GDPR refers to the General Data Protection Regulation (GDPR) (EU) 2016/679. It is an EU law on data protection and privacy for all individuals with the European Union. If you do any business or sell products to individuals in the EU, you need to make updates to your privacy notice and website functions. I’ve posted links to articles that may be helpful below.
My fear was that the day after the deadline passed, attorneys would begin trolling the internet for businesses in violation. So I asked an attorney about this. The beef for non-compliance will come from regulatory groups (the government) and it’s the mega data collectors who will be most closely watched — at first.
To be safe, it’s important to begin the compliance process. Like me, you’ve probably been flooded with notices from companies you do business with explaining the changes. Pay attention. Keep a record.
One of the most challenging requirements is keeping data for 10 years — yes, that’s part of the new law. Most of us are in the habit of keeping a trail of our business sales for that many years to satisfy the U.S. Internal Revenue Service. Check that any providers you work with can provide you with legacy data for 10 years. If not, you’ll need to set up a system for exporting and reporting.

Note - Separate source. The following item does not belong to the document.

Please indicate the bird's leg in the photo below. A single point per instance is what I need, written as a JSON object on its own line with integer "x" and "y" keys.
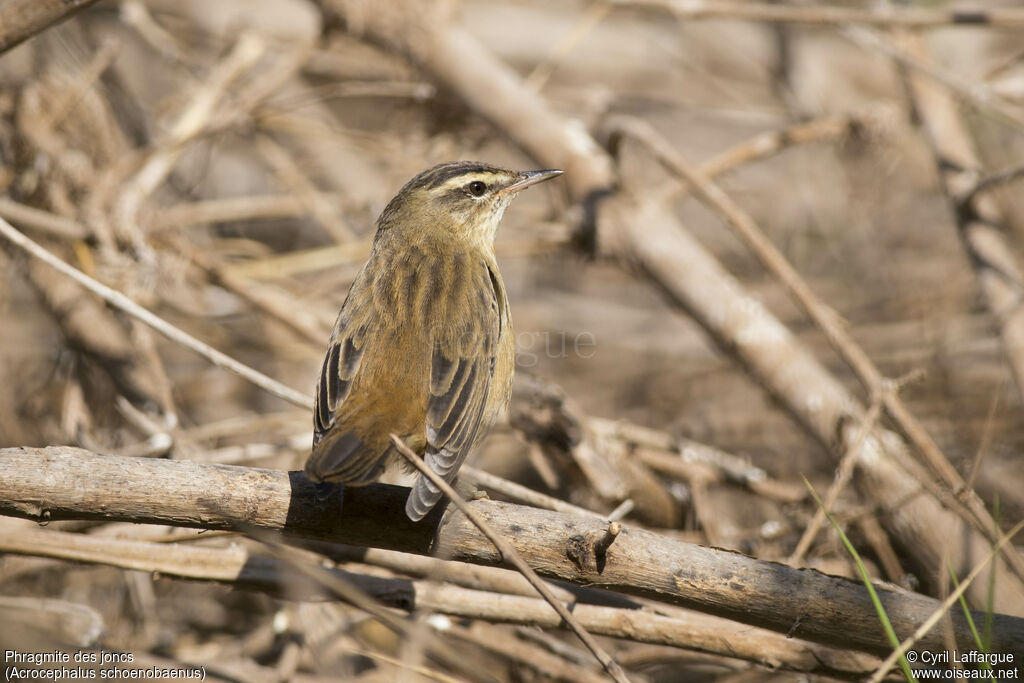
{"x": 469, "y": 492}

For example, if you process all your sales through PayPal, you may already be compliant. But check with each vendor you use that collects data from users and customers and note the time limit on data storage.
Knowing your user and customer data path will be essential going forward. It’s not enough to slap up a privacy notice. You need to know where each piece of data you collect lives and/or moves because at any time you may receive a request to remove that data — within 24 hours. Whoa!
Here’s what you need to know about your data:
- Where is it stored?
- How is it managed?
- How is it protected?
- How is it monitored?
- What is the reporting procedure to prove compliance with 1-4?
For more information, read the following articles. These links take you off this website.
Information Commissioner’s Office (ICO) in the UK guidelines
The best news is that all this regulation is creating jobs. Yay! Meet the new Data Protection Officer.